À dix mètres tout juste des aventuriers, deux paysans, de haute et de petite taille, portent des fardeaux de déchets. Soudain, la grande perche fait un croc-en-jambe à son camarade, l'expédiant à terre ; son ballot mal ficelé déverse son contenu sur le sol. Le grand dadais exulte : « Si tu t'étais joint à la Croisade, la bénédiction de Karl serait sur toi, te protégerait, et des pépins comme ça ne t'arriveraient pas ! ». Court-sur-Pattes se relève, arrache un livret de la poche de son tourmenteur et en fait des confettis, au grand dam de ce dernier qui lâche son fardeau en criant : « Les paroles de Karl ! Sale païen ! » II lui saute à la gorge et tous deux roulent dans la poussière en se battant comme des chiffonniers au milieu des détritus qui voltigent sous les horions. Schade se contente de hausser les épaules. « Bienvenue à Pfeifeldorf. Depuis le passage de la Croisade la semaine dernière, ces algarades n'ont plus de cesse... »

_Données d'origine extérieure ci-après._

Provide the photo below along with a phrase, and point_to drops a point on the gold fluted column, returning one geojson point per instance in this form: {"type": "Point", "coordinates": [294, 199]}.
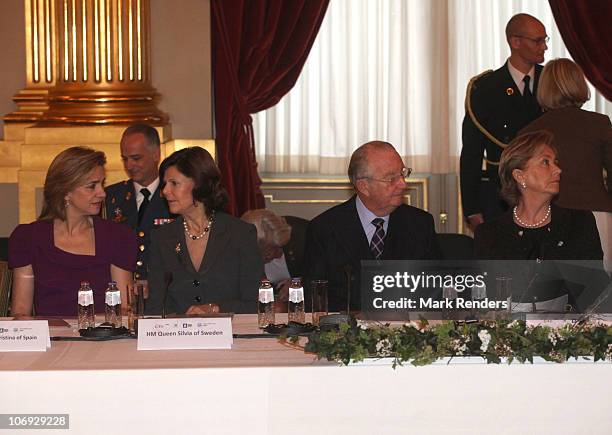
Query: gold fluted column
{"type": "Point", "coordinates": [103, 69]}
{"type": "Point", "coordinates": [41, 68]}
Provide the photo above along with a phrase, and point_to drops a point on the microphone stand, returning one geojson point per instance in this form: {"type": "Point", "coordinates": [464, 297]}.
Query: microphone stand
{"type": "Point", "coordinates": [167, 281]}
{"type": "Point", "coordinates": [337, 319]}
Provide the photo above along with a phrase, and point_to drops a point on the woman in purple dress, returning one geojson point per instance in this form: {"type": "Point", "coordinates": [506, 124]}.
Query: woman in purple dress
{"type": "Point", "coordinates": [69, 243]}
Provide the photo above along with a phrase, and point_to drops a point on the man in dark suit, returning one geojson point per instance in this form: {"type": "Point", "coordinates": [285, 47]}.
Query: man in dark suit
{"type": "Point", "coordinates": [137, 202]}
{"type": "Point", "coordinates": [497, 105]}
{"type": "Point", "coordinates": [373, 224]}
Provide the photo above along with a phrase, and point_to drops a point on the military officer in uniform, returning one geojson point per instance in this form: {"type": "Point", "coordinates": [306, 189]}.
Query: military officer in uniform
{"type": "Point", "coordinates": [137, 202]}
{"type": "Point", "coordinates": [497, 105]}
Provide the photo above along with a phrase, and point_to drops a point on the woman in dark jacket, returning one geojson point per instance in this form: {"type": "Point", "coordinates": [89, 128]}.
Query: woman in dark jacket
{"type": "Point", "coordinates": [583, 141]}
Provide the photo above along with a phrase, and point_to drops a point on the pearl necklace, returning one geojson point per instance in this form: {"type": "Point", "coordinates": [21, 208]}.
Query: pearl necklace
{"type": "Point", "coordinates": [526, 225]}
{"type": "Point", "coordinates": [202, 234]}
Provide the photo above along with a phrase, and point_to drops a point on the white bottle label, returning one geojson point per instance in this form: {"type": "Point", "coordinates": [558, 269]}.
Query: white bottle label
{"type": "Point", "coordinates": [296, 295]}
{"type": "Point", "coordinates": [266, 295]}
{"type": "Point", "coordinates": [85, 297]}
{"type": "Point", "coordinates": [113, 298]}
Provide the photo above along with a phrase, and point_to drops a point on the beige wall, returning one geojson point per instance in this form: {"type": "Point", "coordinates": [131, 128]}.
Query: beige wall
{"type": "Point", "coordinates": [180, 61]}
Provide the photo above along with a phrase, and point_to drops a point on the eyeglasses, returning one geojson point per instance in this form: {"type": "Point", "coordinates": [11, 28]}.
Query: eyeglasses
{"type": "Point", "coordinates": [537, 41]}
{"type": "Point", "coordinates": [404, 173]}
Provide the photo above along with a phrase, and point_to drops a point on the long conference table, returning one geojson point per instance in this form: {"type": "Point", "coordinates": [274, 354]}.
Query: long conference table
{"type": "Point", "coordinates": [262, 386]}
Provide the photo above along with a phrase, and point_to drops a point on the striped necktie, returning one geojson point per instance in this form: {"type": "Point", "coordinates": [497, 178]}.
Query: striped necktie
{"type": "Point", "coordinates": [377, 245]}
{"type": "Point", "coordinates": [144, 204]}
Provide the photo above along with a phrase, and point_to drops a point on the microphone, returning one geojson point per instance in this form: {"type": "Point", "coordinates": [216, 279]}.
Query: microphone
{"type": "Point", "coordinates": [348, 274]}
{"type": "Point", "coordinates": [331, 321]}
{"type": "Point", "coordinates": [167, 282]}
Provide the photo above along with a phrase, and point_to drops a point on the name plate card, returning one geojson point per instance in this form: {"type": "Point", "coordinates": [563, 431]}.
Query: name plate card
{"type": "Point", "coordinates": [24, 336]}
{"type": "Point", "coordinates": [185, 333]}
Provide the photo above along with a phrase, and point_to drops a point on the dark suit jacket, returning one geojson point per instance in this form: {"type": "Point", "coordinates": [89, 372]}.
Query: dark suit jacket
{"type": "Point", "coordinates": [499, 106]}
{"type": "Point", "coordinates": [573, 236]}
{"type": "Point", "coordinates": [584, 142]}
{"type": "Point", "coordinates": [121, 207]}
{"type": "Point", "coordinates": [229, 274]}
{"type": "Point", "coordinates": [336, 241]}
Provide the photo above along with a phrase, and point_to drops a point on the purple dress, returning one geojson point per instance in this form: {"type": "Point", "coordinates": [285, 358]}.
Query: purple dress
{"type": "Point", "coordinates": [58, 274]}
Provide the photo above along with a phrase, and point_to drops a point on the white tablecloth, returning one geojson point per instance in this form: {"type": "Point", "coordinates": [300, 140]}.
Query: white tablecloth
{"type": "Point", "coordinates": [264, 387]}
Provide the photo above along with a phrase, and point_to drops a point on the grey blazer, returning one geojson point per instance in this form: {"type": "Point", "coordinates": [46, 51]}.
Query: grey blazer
{"type": "Point", "coordinates": [228, 276]}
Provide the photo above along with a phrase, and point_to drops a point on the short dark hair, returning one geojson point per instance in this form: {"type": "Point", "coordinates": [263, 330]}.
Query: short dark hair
{"type": "Point", "coordinates": [517, 23]}
{"type": "Point", "coordinates": [67, 170]}
{"type": "Point", "coordinates": [197, 164]}
{"type": "Point", "coordinates": [150, 133]}
{"type": "Point", "coordinates": [516, 155]}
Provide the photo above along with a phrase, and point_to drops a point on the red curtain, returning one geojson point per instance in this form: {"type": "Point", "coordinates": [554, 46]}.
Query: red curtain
{"type": "Point", "coordinates": [258, 50]}
{"type": "Point", "coordinates": [586, 28]}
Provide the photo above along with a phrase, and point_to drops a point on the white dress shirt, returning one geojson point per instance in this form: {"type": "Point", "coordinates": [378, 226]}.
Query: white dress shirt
{"type": "Point", "coordinates": [366, 217]}
{"type": "Point", "coordinates": [151, 188]}
{"type": "Point", "coordinates": [518, 76]}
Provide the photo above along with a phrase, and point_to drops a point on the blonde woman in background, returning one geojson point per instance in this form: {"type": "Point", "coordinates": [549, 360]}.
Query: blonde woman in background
{"type": "Point", "coordinates": [583, 140]}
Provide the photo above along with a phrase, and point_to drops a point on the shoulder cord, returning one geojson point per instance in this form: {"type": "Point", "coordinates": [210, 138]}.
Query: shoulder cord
{"type": "Point", "coordinates": [470, 112]}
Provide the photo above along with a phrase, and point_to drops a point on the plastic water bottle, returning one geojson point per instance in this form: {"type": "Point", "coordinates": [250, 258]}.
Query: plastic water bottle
{"type": "Point", "coordinates": [296, 301]}
{"type": "Point", "coordinates": [265, 305]}
{"type": "Point", "coordinates": [112, 305]}
{"type": "Point", "coordinates": [86, 313]}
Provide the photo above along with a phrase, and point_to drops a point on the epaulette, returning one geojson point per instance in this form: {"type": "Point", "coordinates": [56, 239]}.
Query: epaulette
{"type": "Point", "coordinates": [470, 112]}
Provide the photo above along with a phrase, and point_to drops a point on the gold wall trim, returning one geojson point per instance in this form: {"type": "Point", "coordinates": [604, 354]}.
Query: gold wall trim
{"type": "Point", "coordinates": [308, 197]}
{"type": "Point", "coordinates": [98, 50]}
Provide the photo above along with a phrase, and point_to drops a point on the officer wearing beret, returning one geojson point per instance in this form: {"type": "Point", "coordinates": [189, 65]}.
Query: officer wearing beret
{"type": "Point", "coordinates": [137, 202]}
{"type": "Point", "coordinates": [497, 105]}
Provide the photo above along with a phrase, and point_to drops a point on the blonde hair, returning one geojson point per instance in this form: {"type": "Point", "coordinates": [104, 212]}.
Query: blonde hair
{"type": "Point", "coordinates": [67, 171]}
{"type": "Point", "coordinates": [515, 156]}
{"type": "Point", "coordinates": [271, 228]}
{"type": "Point", "coordinates": [562, 84]}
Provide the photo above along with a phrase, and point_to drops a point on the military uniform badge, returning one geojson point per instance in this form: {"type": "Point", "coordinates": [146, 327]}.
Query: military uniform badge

Les aventuriers traversent sous bonne garde une série d'entrepôts ouverts délabrés tandis qu'on les conduit au bureau du régisseur, Zecharius Lauer, un type à l'air troublé penché sur un bureau croulant sous la paperasse. Pendant que les aventuriers restent à l'entrée, comme requis, Schade discute de leur cas avec Lauer, qui lui tend une bourse pansue. Au cours de leur messe basse, Lauer jette des coups d'œil intrigués aux aventuriers. Lauer fait enfin signe aux aventuriers d'entrer. « J'aurais besoin de vérifier votre version des faits. Ce qui requiert habituellement un jour ou deux — le temps pour le pigeon voyageur d'aller et venir. Entre-temps, il faut bien que je prenne une décision à propos de la présence en notre bourg d'inconnus potentiellement dangereux... » Lauer change de position sur son siège en lançant un coup d'œil à Schade, qui hoche la tête. Il poursuit...
« Vous me paraissez être des durs à cuire, et avoir l'esprit vif. Pour surmonter son lot d'adversité, c'est le moins en effet ! Et c'est quelque chose que je peux respecter. En règle générale, nous plaçons les individus suspects dans nos entrepôts pendant que nous vérifions leurs papiers et nous assurons qu'il ne s'agit pas de faux. Mais je suis accessible à la raison. (Inspirant à fond, il prend une mine plus grave et plus sévère.) J'aimerais maintenant vous entretenir d'une affaire d'importance. Si vous acceptez de coopérer, vous aurez peut-être toute latitude de sillonner nos rues à votre guise d'ici les prochaines vingt-quatre heures. En laissant vos armes ici, bien sûr. Que vous réussissiez ou échouiez dans vos investigations, vous serez libres de repartir ensuite, vous avez ma parole. À supposer que votre histoire soit véridique, naturellement. »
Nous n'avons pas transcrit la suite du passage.